English councils overspend on children’s services by £800m

23 Aug 18

Government figures out today revealed the pressures on children’s services as English councils overspend by £800m in this area last financial year.

English local authorities forked out around £8.85bn on providing services for vulnerable children in the 2017-18 financial year, according to provisional figures from the Ministry of Housing, Communities and Local Government.  

Although, the budget for these services outlined in June 2017 was £8.03bn.

The overspend comes despite increasing the children’s services budgeted expenditure for 2017-18 by 2.5% compared to the year before.

Paul Carter, chair of County Councils Network and leader of Kent County Council, said counties had “little choice” but to overspend on children's services. 

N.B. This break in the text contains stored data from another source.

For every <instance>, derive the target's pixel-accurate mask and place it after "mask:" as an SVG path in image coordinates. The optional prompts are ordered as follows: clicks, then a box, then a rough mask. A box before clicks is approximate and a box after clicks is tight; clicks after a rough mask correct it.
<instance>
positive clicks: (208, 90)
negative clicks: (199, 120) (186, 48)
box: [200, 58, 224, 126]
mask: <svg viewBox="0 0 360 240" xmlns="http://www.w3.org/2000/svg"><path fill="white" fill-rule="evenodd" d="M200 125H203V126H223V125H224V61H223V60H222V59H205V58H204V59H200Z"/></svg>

He said: “In a climate of rising demand, inflation and substantial funding reductions imposed by central government, counties have delivered extraordinary efficiencies, but without extra resource the worst is yet to come in service cutbacks to prevent huge margins of overspent in statutory services.”

The CCN said in English counties the number of children taken into care stood at 26,000 in 2017, compared to 22,600 in 2011 - a 15% increase.

The organisation said county councils overspent the most in children’s services - £264m more than they budgeted.

Paul Dossett, head of local government at consultancy firm Grant Thornton, said: “Children’s services have faced challenging savings targets over a number of years.

“These figures demonstrate the extent to which local authorities are struggling to cope as demand continues to rise, which is heavily linked to pressure on council resources and the wider impact of austerity and benefit reform on the more deprived parts of the country.”

Director of the New Local Government Network Adam Lent told PF: “This will just add more focus to the fact that children services are now as much, if not more, of a financial pressure on councils as adult social care.”

He called for more investment from government so councils could focus on preventative children’s services.

He told PF: “We know that those councils that have moved to a preventative model have had better performance and have saved money, but the problem is that requires up front investment”.

He believed the MHCLG figures should be evidence to the government that council's needed a long-term financial settlement for all services, similar to the NHS.

“I think this is another piece of evidence that piles yet more pressure on the chancellor to change the situation in local government in the autumn budget,” Lent explained. 

“Constant, short-term, stopgap solutions are unsustainable as a way of funding local government.” 

Finding up front investment is difficult, Lent said, in a sector that has seen a 50% reduction in government funding since 2010-11m, as highlighted by the National Audit Office earlier this year. 

A recent study by the think-tank Localis found that councils were struggling to meet demand for children’s social care.

A CIPFA survey, released in November last year, found children’s social care was now the biggest concern for council chief financial officers.

Despite the overspend on children’s services, MHCLG’s local authority revenue expenditure and financing figures showed councils underspent in some areas. 

Councils underspent on highways and transport to the tune of £340m, while there was a £270m underspend in adult social care.